Clutching the cold metal of the hatch, terrified at the frozen air rushing past just below, she plucks up courage to launch herself into space, just before the dispatcher can give her a helping push.

“She shifted forward, holding onto the cold metal of the hatch edges which numbed her fingers,” Chris writes in the book. “She mustn’t overbalance. She heard counting. She recognised at the same time that the dispatcher didn’t trust her to jump, that he was getting ready to give her a push, so they didn’t have to risk another run.

“She’d make absolutely sure that wasn’t necessary...She ducked her head and rolled quickly out into the silence...”

Girls like her would have had only one or two practice drops to prepare, says Chris: so their courage cannot be underestimated.

During the course of his research, he himself got to crawl around inside a Halifax at the Yorkshire Air Museum. “I couldn’t have jumped out!” he says.

Posing as a French woman, Anna meets up with resistance fighters, and falls in love with Pierre. But he’s not all he claims to be.

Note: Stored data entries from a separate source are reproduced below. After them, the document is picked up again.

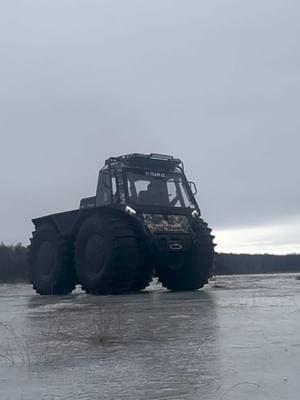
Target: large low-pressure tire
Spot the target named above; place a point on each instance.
(51, 262)
(108, 256)
(192, 270)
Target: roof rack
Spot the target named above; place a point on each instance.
(152, 159)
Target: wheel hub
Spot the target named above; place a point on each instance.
(95, 253)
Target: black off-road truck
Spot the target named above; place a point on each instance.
(144, 220)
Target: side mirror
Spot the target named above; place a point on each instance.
(193, 188)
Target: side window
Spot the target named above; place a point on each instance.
(103, 189)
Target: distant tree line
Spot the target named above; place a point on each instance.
(229, 264)
(13, 263)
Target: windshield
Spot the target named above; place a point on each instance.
(158, 189)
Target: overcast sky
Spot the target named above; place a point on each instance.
(215, 82)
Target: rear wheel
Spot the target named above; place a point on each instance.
(108, 256)
(51, 262)
(192, 270)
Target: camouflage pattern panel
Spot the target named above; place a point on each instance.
(159, 223)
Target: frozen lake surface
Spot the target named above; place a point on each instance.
(236, 339)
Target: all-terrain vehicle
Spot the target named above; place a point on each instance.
(144, 220)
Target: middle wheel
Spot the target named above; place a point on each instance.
(107, 255)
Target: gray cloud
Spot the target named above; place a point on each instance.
(217, 84)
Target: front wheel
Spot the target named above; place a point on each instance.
(51, 262)
(191, 270)
(108, 255)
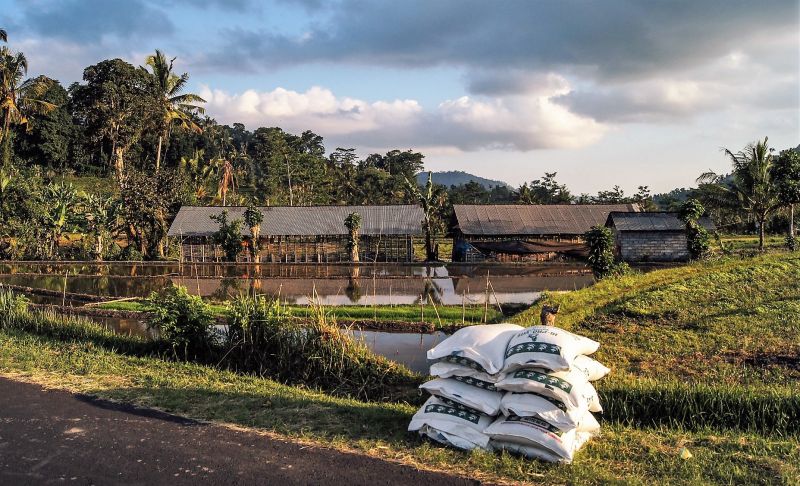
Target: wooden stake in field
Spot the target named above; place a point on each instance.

When she finds that a Gestapo officer is onto her, Anna has to make some terrifying decisions to survive - and to ensure the impending Normandy invasions remain a secret...

Back in Britain after the war, shattered by her experiences, she makes an unhappy marriage.

And years later, it is the children of that loveless marriage who want to put her in a home, so that they can sell her house.

Which brings Chris to the second reason for writing his book: the shameful way we treat older people. It is an issue close to his heart. His own aunt hurt herself badly falling down the stairs at her home.

She broke her hip, and spent the rest of her life in a home.

Chris still feels bad about that. “She hated it,” she says.

Worried that his own mother would injure herself in a similar way, he also arranged for her to go into a home. “I didn’t want her to fall downstairs,” he says.

“But I hadn’t worked out that she was quite happy to take that risk.”

In his novel, Anna finally achieves a kind of redemption.

“With the help of two younger friends, she returns to France to confront the ghosts of her past.

But too often, Chris says, we treat older people as just a burden, and deny them the respect and independence that their lives and experience deserve.

“It’s quite difficult,” he acknowledges. “People want to make sure you are fine. But often you don’t have freedom at that age.”

By contrasting Anna’s treatment as an older woman with her courage as a young spy operating behind enemy lines in Nazi-occupied France, it is a point he makes very powerfully...

l Back Behind Enemy Lines by Chris Bridge is published by Peach, priced £8.99 paperback, £3.50 e-book.